There were many firsts for both Lewis and Ginsburg, because they had to be first in order for others to follow them. They took on, and confronted with passion, issues that others wouldn’t touch with a 10-foot pole — ironic, since combined Lewis and Ginsburg barely stood at ten feet. But figuratively, they hovered above all their peers.
They understood that people were not equal, that society was unjust in many instances, that the underprivileged and under-represented needed vanguards. They had literally walked in the shoes of those who weren’t able to get ahead, and they paid a price for their steps. Lewis was beaten up and beaten down by a society that made him sit in the back of the bus. Ginsburg, at the top of her class at Harvard, was rejected by NYC law firms that felt women should sit at the reception desk.
Lewis and Ginsburg both tragically succumbed to pancreatic cancer. They fought fiercely for their lives, both in their 80s, because this year, 2020, was so vitally important, so callously cruel, and their very existence so crucial for equality and democracy.
Lewis lived long enough to see the impact of Black Lives Matter and white and Black people joining together, in peaceful protests, for the cause of racial justice. After the George Floyd killing, he joined the chorus of Black voices asking abusive, white authorities to take their "...feet off our necks." He left this Earth just as the president’s dog whistles turned into heinous racist rants.
Meanwhile, each new story this year about Ginsburg’s health caused outright panic among people yearning for a better America. The cancer had returned earlier this year, but we knew that she’d fight to stay alive, because she was the ultimate fighter. Similarly, Ginsburg asked powerful men, on behalf of women, to "take their foot off our necks." She lived long enough to see a Black woman on a national presidential ticket. And she missed the cruelty of the Right’s hypocritical and hateful words after her passing. Thankfully, she also missed their push to deny her dying wish — that she be replaced after the next (or current) president is inaugurated.

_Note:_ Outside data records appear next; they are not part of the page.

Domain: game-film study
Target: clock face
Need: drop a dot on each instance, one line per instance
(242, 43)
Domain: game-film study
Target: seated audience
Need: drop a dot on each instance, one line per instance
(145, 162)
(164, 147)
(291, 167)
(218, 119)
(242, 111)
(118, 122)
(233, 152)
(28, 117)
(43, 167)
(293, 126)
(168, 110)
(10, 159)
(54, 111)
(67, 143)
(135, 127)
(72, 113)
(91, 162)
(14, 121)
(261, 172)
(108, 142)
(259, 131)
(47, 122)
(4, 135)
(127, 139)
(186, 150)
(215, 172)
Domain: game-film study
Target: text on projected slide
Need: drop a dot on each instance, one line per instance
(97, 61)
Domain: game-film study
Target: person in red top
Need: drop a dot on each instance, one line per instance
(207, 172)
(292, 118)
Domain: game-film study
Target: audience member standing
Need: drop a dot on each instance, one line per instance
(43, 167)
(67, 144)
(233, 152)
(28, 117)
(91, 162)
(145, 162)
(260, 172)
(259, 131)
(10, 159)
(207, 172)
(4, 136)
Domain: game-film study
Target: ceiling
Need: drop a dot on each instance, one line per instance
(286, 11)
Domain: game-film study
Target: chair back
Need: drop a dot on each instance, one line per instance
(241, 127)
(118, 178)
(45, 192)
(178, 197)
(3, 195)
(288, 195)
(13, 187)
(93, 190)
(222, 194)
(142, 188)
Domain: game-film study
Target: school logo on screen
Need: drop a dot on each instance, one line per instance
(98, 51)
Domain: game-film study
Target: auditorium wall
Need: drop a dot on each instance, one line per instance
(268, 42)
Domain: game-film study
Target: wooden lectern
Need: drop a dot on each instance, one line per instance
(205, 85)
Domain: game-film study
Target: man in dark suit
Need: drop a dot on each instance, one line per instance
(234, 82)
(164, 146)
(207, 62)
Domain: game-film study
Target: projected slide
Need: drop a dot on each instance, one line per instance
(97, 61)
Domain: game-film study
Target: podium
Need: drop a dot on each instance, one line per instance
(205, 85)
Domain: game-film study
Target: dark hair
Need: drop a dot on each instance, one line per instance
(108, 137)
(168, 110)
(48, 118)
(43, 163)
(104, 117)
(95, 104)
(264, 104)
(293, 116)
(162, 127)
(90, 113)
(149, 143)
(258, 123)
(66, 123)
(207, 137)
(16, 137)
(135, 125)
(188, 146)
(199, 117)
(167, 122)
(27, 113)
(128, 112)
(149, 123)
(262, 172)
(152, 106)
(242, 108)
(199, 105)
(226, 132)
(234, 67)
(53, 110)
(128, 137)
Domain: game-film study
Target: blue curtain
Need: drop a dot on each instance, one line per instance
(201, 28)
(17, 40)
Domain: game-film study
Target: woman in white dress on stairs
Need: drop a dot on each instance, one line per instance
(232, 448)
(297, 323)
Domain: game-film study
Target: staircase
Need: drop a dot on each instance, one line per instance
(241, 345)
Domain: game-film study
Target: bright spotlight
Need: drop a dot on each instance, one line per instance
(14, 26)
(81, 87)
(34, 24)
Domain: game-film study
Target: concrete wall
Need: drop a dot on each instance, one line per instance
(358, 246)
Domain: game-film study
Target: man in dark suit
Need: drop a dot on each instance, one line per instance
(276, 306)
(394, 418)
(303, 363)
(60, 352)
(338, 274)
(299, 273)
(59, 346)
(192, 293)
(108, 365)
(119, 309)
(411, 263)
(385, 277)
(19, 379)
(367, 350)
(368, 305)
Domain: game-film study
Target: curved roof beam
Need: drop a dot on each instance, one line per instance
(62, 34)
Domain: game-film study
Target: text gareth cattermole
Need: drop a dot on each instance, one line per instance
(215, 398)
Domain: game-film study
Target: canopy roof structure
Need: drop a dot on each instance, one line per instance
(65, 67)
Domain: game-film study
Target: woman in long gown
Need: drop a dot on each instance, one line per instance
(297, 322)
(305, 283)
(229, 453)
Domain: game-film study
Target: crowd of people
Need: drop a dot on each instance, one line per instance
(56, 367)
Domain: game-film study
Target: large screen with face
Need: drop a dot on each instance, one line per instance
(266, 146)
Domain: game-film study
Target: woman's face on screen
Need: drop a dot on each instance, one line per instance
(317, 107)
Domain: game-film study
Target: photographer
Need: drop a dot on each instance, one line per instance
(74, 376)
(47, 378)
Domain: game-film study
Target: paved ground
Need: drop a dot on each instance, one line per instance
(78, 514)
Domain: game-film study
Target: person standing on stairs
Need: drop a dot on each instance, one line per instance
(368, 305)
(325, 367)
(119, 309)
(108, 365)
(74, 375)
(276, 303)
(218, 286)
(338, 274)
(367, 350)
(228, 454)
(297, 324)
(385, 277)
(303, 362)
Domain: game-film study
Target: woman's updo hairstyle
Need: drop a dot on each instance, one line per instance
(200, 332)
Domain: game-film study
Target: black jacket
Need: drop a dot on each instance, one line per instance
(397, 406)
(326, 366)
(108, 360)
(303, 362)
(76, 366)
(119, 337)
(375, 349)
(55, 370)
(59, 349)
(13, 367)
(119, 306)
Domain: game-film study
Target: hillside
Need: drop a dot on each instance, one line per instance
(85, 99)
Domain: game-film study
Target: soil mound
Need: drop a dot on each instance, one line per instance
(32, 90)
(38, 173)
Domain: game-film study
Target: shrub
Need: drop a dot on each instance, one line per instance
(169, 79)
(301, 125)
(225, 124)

What they haven’t seen or heard, and what they probably knew would happen, was a sorrowful country looking up at them with reverence. We’ve been looking at them, reverentially, for decades. We were in awe of their resilience and remarkability. And we’re badly hurting at their passing. Who can we say is their equal that is still among us? As we mourn for ourselves during this horrific year, we have the added weight of their deaths, which only makes life seem that much more hopeless.
However, they would want us to persist and to push forward with hope, like they did, and not stop till their passions for virtuous causes, their ideas of equality, their fights for freedom, and their endeavors for justice are complete. We must make our voices heroically heard, and put our eyes firmly forward, so that their legacies progress without them.
But now, we just looked around and they’re gone. Didn't you love the things they stood for? Didn't they try to find some good for you and me? And we'll be free. Someday soon it's gonna be one day.
Has anybody here, seen my old friends, John and Ruth?